Open data can be made available by posting it to a data repository. York University Libraries makes available two repositories for data deposit: Scholars Portal Dataverse and YorkSpace. Additional options for multi-disciplinary data repositories include Figshare, and re3data.org where searches can be filtered by a number of dimensions, including Country and Subject area.

(2) Assigning an open data license. This is required even if the data is for ‘Public Domain’.
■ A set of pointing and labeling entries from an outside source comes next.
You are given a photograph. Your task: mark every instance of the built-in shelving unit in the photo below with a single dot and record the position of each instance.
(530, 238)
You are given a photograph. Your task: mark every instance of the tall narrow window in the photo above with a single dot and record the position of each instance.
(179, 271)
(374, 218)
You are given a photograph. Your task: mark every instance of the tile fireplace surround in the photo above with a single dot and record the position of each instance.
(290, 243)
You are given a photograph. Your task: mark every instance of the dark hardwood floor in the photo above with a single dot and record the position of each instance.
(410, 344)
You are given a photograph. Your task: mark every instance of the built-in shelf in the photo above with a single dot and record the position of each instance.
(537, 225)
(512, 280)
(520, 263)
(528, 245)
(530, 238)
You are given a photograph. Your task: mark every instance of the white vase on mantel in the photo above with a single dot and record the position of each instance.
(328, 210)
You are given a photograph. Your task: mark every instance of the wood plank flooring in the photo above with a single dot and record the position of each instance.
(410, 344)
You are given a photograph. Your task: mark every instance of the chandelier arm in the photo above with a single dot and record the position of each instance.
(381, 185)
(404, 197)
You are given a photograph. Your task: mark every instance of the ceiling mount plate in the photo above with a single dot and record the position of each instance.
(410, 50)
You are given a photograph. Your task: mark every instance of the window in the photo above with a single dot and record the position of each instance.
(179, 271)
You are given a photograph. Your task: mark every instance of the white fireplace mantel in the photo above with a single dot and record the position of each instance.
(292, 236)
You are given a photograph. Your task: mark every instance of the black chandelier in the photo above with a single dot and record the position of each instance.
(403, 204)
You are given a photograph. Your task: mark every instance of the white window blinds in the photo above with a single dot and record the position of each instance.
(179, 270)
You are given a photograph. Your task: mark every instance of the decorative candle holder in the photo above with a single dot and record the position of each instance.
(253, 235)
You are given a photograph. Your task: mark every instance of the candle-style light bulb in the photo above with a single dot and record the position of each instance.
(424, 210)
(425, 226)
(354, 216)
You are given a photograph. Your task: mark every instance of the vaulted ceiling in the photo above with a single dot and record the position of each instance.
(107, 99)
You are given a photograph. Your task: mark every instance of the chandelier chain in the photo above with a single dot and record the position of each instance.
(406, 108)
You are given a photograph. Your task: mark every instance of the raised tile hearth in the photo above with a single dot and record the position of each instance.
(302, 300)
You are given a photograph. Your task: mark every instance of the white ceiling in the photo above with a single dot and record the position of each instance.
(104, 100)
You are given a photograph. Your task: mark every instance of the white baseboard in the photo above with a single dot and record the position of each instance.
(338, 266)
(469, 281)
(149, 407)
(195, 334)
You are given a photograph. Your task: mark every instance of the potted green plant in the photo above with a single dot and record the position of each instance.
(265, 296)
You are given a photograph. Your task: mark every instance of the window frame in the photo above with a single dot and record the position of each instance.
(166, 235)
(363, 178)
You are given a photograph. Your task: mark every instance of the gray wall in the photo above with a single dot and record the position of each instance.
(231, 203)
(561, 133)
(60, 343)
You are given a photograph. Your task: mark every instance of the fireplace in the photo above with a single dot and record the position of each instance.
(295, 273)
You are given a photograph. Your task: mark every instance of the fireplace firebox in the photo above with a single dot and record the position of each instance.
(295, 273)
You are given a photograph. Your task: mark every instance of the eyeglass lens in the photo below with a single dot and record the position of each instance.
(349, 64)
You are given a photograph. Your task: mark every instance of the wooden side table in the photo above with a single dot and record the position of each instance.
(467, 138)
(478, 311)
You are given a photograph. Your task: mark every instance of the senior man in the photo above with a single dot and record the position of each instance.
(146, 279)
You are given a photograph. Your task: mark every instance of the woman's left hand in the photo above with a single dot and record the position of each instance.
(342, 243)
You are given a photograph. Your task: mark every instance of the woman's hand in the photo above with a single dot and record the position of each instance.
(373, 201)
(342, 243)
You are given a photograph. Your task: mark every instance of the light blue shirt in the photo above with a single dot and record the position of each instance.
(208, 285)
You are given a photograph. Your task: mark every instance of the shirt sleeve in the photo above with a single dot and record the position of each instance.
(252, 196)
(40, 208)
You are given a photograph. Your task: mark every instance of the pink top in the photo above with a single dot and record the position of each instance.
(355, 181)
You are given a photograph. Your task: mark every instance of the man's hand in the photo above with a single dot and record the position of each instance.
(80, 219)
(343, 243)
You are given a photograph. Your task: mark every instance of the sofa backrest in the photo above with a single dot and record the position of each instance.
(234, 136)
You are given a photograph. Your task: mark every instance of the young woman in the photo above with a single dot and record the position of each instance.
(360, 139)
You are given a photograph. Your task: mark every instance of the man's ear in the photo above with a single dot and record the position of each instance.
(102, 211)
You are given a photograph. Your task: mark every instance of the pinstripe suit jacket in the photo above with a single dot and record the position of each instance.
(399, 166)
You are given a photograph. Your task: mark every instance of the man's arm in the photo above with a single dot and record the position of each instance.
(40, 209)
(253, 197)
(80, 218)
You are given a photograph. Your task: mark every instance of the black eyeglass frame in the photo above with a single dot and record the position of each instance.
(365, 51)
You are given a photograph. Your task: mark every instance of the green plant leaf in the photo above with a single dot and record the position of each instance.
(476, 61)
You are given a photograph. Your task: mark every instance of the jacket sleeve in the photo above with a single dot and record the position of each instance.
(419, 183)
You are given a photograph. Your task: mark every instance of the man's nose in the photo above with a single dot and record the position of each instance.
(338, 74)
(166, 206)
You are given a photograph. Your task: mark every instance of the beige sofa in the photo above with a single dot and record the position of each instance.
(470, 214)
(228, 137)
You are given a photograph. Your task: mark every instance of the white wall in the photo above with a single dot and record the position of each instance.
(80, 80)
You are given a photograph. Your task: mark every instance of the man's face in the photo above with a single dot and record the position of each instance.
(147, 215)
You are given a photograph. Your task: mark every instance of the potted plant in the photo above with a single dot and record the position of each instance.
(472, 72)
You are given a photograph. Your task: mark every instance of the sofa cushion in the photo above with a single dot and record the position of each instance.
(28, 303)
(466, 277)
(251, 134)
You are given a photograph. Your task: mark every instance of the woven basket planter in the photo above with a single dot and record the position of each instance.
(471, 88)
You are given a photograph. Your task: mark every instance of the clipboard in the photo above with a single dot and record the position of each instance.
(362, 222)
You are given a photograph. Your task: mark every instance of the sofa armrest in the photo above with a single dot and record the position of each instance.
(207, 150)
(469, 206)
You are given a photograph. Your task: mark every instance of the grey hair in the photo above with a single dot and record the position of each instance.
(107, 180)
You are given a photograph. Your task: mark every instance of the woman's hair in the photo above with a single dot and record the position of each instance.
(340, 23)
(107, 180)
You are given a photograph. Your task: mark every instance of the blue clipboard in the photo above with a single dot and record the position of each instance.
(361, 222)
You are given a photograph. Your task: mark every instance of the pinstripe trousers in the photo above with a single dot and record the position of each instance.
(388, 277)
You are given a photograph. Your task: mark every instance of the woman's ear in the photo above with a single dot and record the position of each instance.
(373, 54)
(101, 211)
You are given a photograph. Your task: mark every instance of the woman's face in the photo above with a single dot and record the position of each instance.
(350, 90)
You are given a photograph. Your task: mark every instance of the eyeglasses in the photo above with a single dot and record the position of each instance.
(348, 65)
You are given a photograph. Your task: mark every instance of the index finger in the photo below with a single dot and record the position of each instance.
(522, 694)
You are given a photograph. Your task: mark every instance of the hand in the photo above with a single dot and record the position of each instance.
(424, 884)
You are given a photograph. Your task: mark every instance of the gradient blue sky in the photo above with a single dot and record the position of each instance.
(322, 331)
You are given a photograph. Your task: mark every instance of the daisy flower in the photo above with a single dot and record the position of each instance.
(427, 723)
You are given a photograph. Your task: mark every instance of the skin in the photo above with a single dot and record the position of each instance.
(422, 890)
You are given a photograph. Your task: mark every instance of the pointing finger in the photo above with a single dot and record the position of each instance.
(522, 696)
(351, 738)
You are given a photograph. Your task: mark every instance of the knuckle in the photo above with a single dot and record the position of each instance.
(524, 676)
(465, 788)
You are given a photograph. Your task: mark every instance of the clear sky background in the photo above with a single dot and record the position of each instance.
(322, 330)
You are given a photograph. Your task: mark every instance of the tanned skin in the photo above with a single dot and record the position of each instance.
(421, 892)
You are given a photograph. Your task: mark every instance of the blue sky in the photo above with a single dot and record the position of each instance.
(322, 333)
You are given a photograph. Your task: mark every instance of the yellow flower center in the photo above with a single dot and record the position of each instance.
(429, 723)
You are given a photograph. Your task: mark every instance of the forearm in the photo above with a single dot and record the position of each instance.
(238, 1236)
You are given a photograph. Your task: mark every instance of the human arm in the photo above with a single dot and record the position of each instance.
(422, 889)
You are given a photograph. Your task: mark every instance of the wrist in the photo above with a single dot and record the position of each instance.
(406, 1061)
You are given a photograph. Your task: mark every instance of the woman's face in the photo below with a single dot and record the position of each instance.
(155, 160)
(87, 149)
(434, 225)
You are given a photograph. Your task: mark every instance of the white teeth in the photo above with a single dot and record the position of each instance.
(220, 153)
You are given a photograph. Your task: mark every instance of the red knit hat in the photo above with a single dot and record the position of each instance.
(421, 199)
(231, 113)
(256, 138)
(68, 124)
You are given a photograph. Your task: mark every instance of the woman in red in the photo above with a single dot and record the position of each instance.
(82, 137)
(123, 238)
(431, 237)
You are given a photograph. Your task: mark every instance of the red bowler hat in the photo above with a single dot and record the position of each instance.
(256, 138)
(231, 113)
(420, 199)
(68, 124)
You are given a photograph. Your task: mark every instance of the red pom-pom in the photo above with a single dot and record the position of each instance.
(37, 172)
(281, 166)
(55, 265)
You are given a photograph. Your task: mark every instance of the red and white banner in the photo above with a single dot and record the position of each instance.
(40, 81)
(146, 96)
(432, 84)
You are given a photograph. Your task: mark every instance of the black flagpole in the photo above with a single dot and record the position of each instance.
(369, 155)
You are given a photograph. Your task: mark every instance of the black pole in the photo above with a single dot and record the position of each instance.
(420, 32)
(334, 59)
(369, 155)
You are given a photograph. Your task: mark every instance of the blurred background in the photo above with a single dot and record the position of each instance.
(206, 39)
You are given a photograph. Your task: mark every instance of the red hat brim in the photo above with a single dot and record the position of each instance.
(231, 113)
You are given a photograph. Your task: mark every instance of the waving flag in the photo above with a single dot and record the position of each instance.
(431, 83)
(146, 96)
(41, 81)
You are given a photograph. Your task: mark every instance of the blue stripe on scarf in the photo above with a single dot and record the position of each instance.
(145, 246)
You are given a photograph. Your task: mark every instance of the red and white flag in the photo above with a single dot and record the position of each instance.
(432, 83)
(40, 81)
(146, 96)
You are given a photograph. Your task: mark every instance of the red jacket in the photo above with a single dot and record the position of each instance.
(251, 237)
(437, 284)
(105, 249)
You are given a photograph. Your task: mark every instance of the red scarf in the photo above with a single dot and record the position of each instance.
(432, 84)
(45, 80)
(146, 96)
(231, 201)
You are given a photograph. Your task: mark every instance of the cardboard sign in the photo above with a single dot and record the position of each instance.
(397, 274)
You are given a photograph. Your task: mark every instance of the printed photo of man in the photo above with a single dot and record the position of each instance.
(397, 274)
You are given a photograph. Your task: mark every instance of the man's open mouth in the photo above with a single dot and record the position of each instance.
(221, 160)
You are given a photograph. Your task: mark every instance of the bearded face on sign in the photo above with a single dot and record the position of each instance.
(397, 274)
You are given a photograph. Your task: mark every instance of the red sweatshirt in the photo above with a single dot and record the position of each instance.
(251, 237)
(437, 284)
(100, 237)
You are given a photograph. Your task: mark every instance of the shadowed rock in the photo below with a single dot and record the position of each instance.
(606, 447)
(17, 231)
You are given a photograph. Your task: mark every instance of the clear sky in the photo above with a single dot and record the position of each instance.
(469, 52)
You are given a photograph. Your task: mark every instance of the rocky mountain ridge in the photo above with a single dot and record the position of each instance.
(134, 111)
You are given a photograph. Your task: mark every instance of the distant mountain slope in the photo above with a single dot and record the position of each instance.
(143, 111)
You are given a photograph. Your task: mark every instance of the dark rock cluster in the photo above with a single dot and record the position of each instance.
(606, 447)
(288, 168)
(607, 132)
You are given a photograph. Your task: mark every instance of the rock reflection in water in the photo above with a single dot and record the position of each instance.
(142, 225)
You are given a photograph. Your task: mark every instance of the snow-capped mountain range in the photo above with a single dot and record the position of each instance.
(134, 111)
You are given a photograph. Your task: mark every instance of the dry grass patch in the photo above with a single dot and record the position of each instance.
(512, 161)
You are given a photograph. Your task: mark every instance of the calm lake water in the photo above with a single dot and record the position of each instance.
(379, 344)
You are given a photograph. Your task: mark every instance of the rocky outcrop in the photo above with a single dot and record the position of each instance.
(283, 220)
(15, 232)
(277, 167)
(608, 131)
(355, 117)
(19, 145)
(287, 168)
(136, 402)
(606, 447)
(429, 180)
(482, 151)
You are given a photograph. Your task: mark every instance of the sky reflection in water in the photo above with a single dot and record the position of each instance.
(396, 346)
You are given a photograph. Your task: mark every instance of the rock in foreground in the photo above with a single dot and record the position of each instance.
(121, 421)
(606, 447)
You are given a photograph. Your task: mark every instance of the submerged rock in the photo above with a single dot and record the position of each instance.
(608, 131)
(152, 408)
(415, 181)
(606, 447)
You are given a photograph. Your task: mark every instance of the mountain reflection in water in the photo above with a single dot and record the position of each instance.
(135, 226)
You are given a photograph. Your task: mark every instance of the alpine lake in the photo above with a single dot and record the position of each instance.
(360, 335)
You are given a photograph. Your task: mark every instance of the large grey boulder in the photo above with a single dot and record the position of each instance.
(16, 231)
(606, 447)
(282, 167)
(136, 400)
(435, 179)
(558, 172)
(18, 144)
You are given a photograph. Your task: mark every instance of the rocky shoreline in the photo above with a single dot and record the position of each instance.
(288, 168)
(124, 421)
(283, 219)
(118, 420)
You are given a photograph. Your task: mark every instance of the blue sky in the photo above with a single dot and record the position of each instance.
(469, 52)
To make data open, the data must be licensed. There are two types of license:

The Open Data Commons outlines the steps one must take to make data open, including how to select a license. Open Data Commons offers legal advice for the open knowledge community about open data, and is an Open Knowledge Foundation not-for-profit project run by its Advisory Council. The project introduced the first open data license in 2008: the Public Domain Dedication and License (PDDL).

The Panton Principles

Some useful considerations to make when making one’s data open are offered by the Panton Principles, Principles for open data in science. Developed by researchers and the Open Knowledge Foundation Working Group on Open Data in Science, these principles can be applied to many research fields:

  1. “When publishing data make an explicit and robust statement of your wishes.”
  2.  “Use a recognized waiver or license that is appropriate for data.”
  3. “ If you want your data to be effectively used and added to by others it should be open as defined by the Open Knowledge/Data Definition – in particular non-commercial and other restrictive clauses should not be used.”
  4. “Explicit dedication of data underlying published science into the public domain via PDDL (Public Domain and Dedication Licence) or CCZero (Creative Commons Zero Waiver) is strongly recommended and ensures compliance with both the Science Commons Protocol for Implementing Open Access Data and the Open Knowledge/Data Definition.”

Resources

  • Open Data Handbook is a guide on Open Data definitions and principles.
  • The Government of Canada: Open Data 101 contains an overview of the uses of Open Data in Canada, its benefits and principles.
  • Guide to Open Data Licensing provides advice on how to license data in Canada and other regions, and the types of rights to assign data.
  • Creative Commons is a global network of researchers and advocates that provide resources and support about approaches to copyright and intellectual property. CC provides free copyright licenses, in addition to information about Open Data, and on using  Creative Commons to share data.
  • Open Science was developed by the Creative Commons as a guide to Open Data in science.
  • Open Knowledge International is a global not-for-profit organization advocating the use of Open Data. Its international network of members and organizations includes the Open Science Working Group. The group shares support and advice on the use of Open Data in science.
    The Panton Principles are principles for Open Data in Science. The principles were developed by members of the scientific research community in 2009, and refined by members of the Open Knowledge Foundation Working Group in 2010.  
  • Open Data Commons outlines the steps one must take to make data open, including how to select a license.
  • SPARC (the Scholarly Publishing and Academic Resources Coalition) advocates the open sharing of research in academic and research libraries in Canada and the U.S. The website contains resources about Open Data, and case studies on it uses.